Once the cause is found, the goal of treatment is to restore kidney function and prevent fluid and waste from building up in the body while the kidneys heal. Usually, you have to stay overnight in the hospital for treatment.

The amount of liquid you eat (such as soup) or drink will be limited to the amount of urine you can produce. You will be told what you may and may not eat to reduce the build-up of toxins normally handled by the kidneys. This diet may be high in carbohydrates and low in protein, salt, and potassium.

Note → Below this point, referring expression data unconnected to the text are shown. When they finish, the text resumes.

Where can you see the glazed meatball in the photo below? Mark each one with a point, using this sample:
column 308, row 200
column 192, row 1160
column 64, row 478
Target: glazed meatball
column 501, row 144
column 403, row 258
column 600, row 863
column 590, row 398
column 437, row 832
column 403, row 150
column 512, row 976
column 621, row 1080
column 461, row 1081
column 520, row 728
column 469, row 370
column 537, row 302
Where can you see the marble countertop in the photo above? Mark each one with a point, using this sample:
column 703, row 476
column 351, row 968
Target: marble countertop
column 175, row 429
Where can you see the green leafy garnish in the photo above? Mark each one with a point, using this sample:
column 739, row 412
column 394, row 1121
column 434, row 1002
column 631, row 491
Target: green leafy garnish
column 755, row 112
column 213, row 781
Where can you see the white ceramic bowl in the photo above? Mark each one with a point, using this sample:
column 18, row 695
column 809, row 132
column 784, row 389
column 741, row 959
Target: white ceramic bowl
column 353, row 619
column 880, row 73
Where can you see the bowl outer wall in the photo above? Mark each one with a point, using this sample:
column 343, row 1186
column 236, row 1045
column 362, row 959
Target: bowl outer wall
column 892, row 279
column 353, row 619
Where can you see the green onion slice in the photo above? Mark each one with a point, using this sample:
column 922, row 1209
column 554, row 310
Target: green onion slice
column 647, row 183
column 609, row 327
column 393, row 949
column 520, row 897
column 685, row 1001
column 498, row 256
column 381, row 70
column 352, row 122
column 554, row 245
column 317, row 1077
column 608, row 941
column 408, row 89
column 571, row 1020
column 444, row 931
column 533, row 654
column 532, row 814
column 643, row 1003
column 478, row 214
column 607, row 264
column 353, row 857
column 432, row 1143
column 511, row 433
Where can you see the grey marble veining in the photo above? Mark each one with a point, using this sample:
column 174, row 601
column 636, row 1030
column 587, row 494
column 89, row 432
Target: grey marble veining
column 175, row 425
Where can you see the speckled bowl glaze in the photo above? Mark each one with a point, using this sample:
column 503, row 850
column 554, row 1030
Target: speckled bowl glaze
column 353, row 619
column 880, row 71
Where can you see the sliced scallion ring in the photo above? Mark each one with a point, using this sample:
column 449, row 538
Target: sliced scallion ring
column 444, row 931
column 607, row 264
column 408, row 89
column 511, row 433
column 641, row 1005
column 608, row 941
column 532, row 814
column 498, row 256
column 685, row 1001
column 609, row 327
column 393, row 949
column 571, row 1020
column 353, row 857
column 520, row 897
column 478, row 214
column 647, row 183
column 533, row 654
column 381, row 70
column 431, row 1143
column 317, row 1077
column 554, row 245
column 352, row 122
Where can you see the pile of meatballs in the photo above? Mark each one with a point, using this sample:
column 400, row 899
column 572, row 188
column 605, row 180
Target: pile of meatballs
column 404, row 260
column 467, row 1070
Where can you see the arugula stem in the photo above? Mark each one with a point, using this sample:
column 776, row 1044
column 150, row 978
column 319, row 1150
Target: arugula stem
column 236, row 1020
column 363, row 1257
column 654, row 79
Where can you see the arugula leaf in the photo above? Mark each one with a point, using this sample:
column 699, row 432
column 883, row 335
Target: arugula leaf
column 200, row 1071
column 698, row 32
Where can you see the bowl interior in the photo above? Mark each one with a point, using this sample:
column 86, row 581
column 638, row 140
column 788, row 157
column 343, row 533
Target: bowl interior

You may need antibiotics to treat or prevent infection. Diuretics (“water pills”) may be used to help the kidneys lose fluid.

It will be very important to avoid dangerous hyperkalemia (increased blood potassium levels) by using IV (intravenous) calcium, glucose/insulin, or potassium exchange resin (Kayexalate).

Dialysis may be needed, and can make you feel better. It is not always necessary, but it can save your life if your serum potassium is dangerously high. Dialysis will also be used if your mental status changes, your potassium level starts to rise, you stop urinating, develop pericarditis, become overloaded with fluid, or cannot eliminate nitrogen waste products from your body.
The most common treatment is by dialysis, a technique which artificially mimics the action of the kidneys.

What is dialysis?

There are two types of dialysis.

Haemodialysis is the most frequently prescribed type of dialysis treatment….CLICK & SEE

It involves circulating the patient’s blood outside of the body through a series of tubes.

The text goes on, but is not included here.